THE JEWISH FAST OF DAY TISHA B’AV – Rabbi Jonathan Keren-Black, Leo Baeck Centre 2011

Tisha B’Av is the name of a significant fast day in the Jewish calendar – but actually it is the date, Tisha meaning 9th, B’Av meaning of (the month of) Av. Tisha B’Av falls in August each year – in 2011 it started on Monday evening 8th August. The Jewish day starts (and ends) at sunset, so it started this year on Monday evening and finished on Tuesday evening. It is a 25 hour fast (half an hour before sunset to half an hour after), and is similar to Yom Kippur, the Day of Atonement (September/October) in restrictions – no food, no drink, no sex, no perfumes and balms, no leather shoes etc.

The meaning is somewhat different from Yom Kippur, however. Whilst on that day we are meant to afflict our souls’, to reflect on the year past and repent and repair our sins, to atone and purify ourselves for the new year ahead, Tisha B’Av has a longer view. It looks back through nearly 4000 years of Jewish history, to all the tragedies and calamities that have befallen our people over the years. The Rabbis of the Mishna (edited 220 CE, the Common or Christian Era) listed 5 tragedies that each happened on that very date; 1) The Israelites did not have sufficient trust in God and therefore had to spend 40 years in the desert after the Exodus from Egypt, 2) The destruction of the First Temple (Solomon’s) by the Babylonians in 586 BCE (before the Common Era), 3) The destruction of the Second Temple (known as Herod’s after his major redevelopment) in by the Romans in 70 CE, 4) The defeat of the Bar Kochba uprising by the Romans in 135 CE, and 6) The establishment of a pagan temple on the ruins of the Second Temple, and the renaming of Jerusalem as Aelia Capitolina by the Romans exactly a year later in 136 CE. Since that time, other tragedies are said to have happened on that fateful date, such as the Expulsion of the Jews from Spain in 1492 CE.

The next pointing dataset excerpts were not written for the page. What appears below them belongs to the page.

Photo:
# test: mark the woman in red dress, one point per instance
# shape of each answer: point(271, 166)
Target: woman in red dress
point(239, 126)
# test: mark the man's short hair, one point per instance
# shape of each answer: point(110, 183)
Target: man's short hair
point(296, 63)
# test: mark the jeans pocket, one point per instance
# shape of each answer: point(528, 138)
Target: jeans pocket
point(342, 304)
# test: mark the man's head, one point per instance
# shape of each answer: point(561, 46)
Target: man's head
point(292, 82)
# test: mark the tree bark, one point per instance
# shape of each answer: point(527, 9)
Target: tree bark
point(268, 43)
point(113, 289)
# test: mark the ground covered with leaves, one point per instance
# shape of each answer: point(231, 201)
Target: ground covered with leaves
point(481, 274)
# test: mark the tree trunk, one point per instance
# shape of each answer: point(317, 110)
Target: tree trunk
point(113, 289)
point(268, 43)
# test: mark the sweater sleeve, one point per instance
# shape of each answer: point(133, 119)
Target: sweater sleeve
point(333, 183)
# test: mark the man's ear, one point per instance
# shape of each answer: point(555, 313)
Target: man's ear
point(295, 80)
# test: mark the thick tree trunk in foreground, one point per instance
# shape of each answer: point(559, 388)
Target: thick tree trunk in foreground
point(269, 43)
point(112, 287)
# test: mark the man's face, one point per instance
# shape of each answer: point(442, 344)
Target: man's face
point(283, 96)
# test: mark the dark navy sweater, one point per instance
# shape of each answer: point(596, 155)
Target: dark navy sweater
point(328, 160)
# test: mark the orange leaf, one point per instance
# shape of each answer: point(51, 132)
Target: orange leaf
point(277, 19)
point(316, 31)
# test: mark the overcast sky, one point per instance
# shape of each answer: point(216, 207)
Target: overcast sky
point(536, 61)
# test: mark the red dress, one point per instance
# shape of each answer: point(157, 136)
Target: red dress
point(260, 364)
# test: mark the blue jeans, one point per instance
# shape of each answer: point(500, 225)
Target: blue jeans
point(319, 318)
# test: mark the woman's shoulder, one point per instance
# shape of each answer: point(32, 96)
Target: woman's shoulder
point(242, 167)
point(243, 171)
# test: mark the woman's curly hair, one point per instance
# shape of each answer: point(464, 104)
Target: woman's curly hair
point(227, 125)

Therefore, the tradition on this day is to fast in mourning and remembrance, and to sit on the floor or on low stools, and to read from the Book of Lamentations or other sad sections of our literature – indeed other Torah study is prohibited as studying Torah is considered a joy!

It should be said, however, that whereas most Jews today observe Yom Kippur, far fewer observe Tisha B’Av in the traditional manner. This may be partly because it falls in August, which, in the Northern Hemisphere, is the summer holidays! For Progressive Jews like us, we also have no wish to rebuild the Temple and return to the priesthood, centralisation and animal sacrifices that that would imply. We do not believe that God requires blood and burn offerings. So although we recognise the trauma and suffering that the destructions of Jerusalem and the Temples brought to our people, we do not see it in quite the same way as those who still wish to rebuild the Temple and return to those systems and values.

It could be that the Holocaust of the last century, when six million Jews as well as many millions of others were murdered by the Nazis, could be viewed as the most recent in the string of calamities, and should therefore be remembered on Tisha B’Av, and indeed some Jews do so, but many consider that the Holocaust was unique in scale and in its murderous genocidal aims, and so totally other’ that it should be marked on a day of its own. Thus Yom HaShoah’ (Holocaust Day) has been set in the Jewish calendar every April/May, marking the period of the Warsaw Ghetto Uprising, where the desperate Jews, fully aware that they could never win or escape, never the less attacked the German army stationed to guard the ghetto.

The message we derive from our history is that many people have tried to destroy us, causing immense pain and loss, but that the precious messages of Judaism – one God, compassion and justice for all – still have great value.